Two extraordinary examples of Audi Quattro came to see us at the Yard. Say hello to the Quattro S1 E2 rally car, and the homolgated Audi Sport Quattro.
Folklore is an integral part of any culture. Morbid tales of savage, fire-spitting creatures of old are passed down, frightening and intriguing generations by word-of-mouth, details blurred and facts lost in the murky depths of time.
The automotive world has its own folkloric creatures; ones that emit licks of flame, make unholy noises, and prioritise stark functionality over beauty. They leave an indelible mark on the minds of those who encounter them, so that their reputation precedes them for generations to come. These creatures, though, are very real – welcome to the beasts of Group B.
The Audi Quattro, of course, has its own mythological status – 23 World Rally Championship victories, altering the very course of the sport in the process, will do that to a car. The yellow and white car is a Quattro S1 E2, the final evolution of the Quattro for stage rallying, its career curtailed by a well-documented series of increasingly frequent tragedies along the rally stages of the 1980s.
With the snarling 2.1-litre turbocharged five-cylinder engine turned up to 469bhp, and weighing barely over a tonne, this iteration of Quattro would launch to 60mph in 3.1 seconds on pretty much any surface.

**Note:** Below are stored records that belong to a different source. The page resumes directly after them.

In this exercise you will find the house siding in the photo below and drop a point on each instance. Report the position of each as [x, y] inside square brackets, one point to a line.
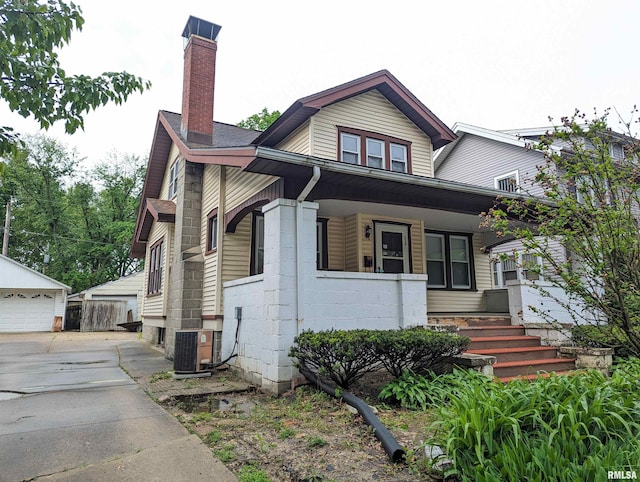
[477, 160]
[299, 141]
[460, 301]
[156, 305]
[174, 153]
[241, 185]
[210, 201]
[370, 112]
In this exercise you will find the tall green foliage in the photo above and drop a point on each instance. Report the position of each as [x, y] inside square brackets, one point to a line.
[32, 81]
[83, 222]
[592, 208]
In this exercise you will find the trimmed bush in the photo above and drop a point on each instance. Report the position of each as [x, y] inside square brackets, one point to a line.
[416, 349]
[343, 356]
[601, 336]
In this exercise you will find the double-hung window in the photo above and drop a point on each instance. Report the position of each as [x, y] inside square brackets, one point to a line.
[212, 231]
[154, 282]
[375, 150]
[173, 179]
[399, 158]
[375, 153]
[508, 182]
[449, 261]
[350, 150]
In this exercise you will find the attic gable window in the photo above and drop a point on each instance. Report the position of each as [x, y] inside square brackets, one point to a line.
[375, 150]
[508, 182]
[173, 179]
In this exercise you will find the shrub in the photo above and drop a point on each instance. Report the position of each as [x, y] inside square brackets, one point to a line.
[601, 336]
[556, 428]
[416, 349]
[344, 356]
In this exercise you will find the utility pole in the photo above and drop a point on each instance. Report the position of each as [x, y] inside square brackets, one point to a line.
[5, 235]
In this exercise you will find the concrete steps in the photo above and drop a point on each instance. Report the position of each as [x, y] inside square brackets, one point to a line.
[517, 354]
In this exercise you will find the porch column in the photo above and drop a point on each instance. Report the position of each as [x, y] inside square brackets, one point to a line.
[281, 281]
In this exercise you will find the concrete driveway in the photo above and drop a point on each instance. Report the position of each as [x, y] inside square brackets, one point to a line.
[69, 412]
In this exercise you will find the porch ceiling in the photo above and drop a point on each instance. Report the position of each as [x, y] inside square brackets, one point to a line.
[347, 182]
[433, 218]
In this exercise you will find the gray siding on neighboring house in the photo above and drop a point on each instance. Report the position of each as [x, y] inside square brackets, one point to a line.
[477, 160]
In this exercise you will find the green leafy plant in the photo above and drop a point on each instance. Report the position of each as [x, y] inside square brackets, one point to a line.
[555, 428]
[160, 376]
[250, 473]
[315, 442]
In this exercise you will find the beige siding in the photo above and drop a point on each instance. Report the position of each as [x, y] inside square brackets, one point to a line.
[173, 155]
[155, 305]
[298, 141]
[241, 185]
[210, 200]
[370, 112]
[237, 251]
[336, 243]
[351, 240]
[460, 301]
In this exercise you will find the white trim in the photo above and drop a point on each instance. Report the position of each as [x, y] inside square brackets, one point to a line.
[509, 175]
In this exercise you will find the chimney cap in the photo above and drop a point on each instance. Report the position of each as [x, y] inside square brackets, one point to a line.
[201, 28]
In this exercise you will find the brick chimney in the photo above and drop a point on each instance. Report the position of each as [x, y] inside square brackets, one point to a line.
[199, 80]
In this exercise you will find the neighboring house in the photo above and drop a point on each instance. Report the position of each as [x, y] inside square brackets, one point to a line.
[127, 290]
[29, 301]
[331, 218]
[506, 161]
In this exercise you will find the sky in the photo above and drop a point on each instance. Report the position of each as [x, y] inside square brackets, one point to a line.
[499, 64]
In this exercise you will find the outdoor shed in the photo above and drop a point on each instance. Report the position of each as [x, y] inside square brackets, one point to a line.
[29, 301]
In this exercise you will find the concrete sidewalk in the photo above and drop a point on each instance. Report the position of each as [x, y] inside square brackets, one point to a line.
[78, 417]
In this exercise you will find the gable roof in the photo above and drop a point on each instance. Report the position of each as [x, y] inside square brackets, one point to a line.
[15, 275]
[383, 82]
[461, 129]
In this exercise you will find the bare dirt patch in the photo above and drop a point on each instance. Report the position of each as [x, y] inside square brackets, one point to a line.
[304, 435]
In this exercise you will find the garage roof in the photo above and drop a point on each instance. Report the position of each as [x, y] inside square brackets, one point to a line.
[14, 275]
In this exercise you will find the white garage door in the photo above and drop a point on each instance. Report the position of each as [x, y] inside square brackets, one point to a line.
[26, 311]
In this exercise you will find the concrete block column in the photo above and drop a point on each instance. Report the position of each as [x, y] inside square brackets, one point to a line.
[185, 280]
[282, 279]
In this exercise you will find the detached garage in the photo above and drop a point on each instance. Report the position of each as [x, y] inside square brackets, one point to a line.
[29, 301]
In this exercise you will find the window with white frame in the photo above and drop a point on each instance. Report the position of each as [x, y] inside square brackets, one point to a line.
[507, 182]
[519, 266]
[375, 153]
[173, 179]
[398, 158]
[449, 261]
[350, 151]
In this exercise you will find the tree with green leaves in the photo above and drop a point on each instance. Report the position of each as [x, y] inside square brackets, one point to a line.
[260, 121]
[82, 222]
[591, 179]
[32, 81]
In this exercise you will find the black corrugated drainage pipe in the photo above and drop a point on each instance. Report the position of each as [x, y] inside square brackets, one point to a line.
[390, 444]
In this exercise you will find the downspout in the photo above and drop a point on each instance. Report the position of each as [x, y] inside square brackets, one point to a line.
[222, 187]
[299, 246]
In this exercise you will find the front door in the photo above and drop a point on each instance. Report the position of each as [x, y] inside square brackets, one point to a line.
[392, 248]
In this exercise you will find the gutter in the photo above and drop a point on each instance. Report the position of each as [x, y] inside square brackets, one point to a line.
[428, 182]
[299, 246]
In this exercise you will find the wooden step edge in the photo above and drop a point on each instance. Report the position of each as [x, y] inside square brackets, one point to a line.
[498, 351]
[504, 338]
[532, 363]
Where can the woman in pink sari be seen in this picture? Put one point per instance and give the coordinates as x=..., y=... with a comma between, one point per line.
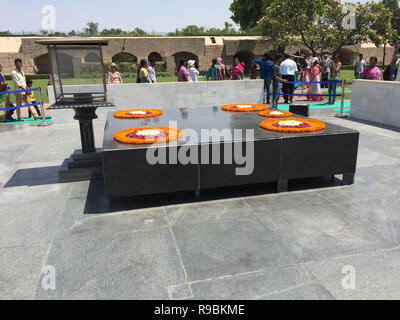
x=238, y=70
x=315, y=76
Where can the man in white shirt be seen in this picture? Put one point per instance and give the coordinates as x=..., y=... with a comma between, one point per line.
x=193, y=73
x=359, y=67
x=19, y=80
x=152, y=71
x=289, y=71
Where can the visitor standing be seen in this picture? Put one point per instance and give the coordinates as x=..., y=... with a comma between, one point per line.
x=19, y=80
x=397, y=58
x=5, y=101
x=314, y=91
x=359, y=67
x=266, y=64
x=114, y=77
x=325, y=71
x=143, y=74
x=238, y=70
x=390, y=73
x=277, y=80
x=183, y=74
x=335, y=68
x=253, y=71
x=372, y=71
x=152, y=71
x=214, y=72
x=288, y=71
x=32, y=98
x=193, y=72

The unapologetically functional box flares, towering rear wing and jutting front spoiler, akin to the wings and spiney armour of mythical monsters, mark it out as a product of the height of Group B’s madness.
The red car, meanwhile, is that beast, domesticated. While rivals began producing limited-run mid-engined sports cars thinly disguised as hatchbacks to homologate their competition cars, Audi stuck with the basic Quattro’s front-engined layout.
To keep the rally car competitive against this backdrop, 320mm were chopped out of the wheelbase, and the bodywork pumped up with steroidal menace. Just 214 of these short-wheelbase Quattros were produced as stubby, swollen-arched monuments to the art of making racing cars go faster.
The brief reign of the Quattro, and of Group B, is now a fundamental part of automotive mythos. That makes it all the more incredible to see them in person – the myth made beautifully, vividly real.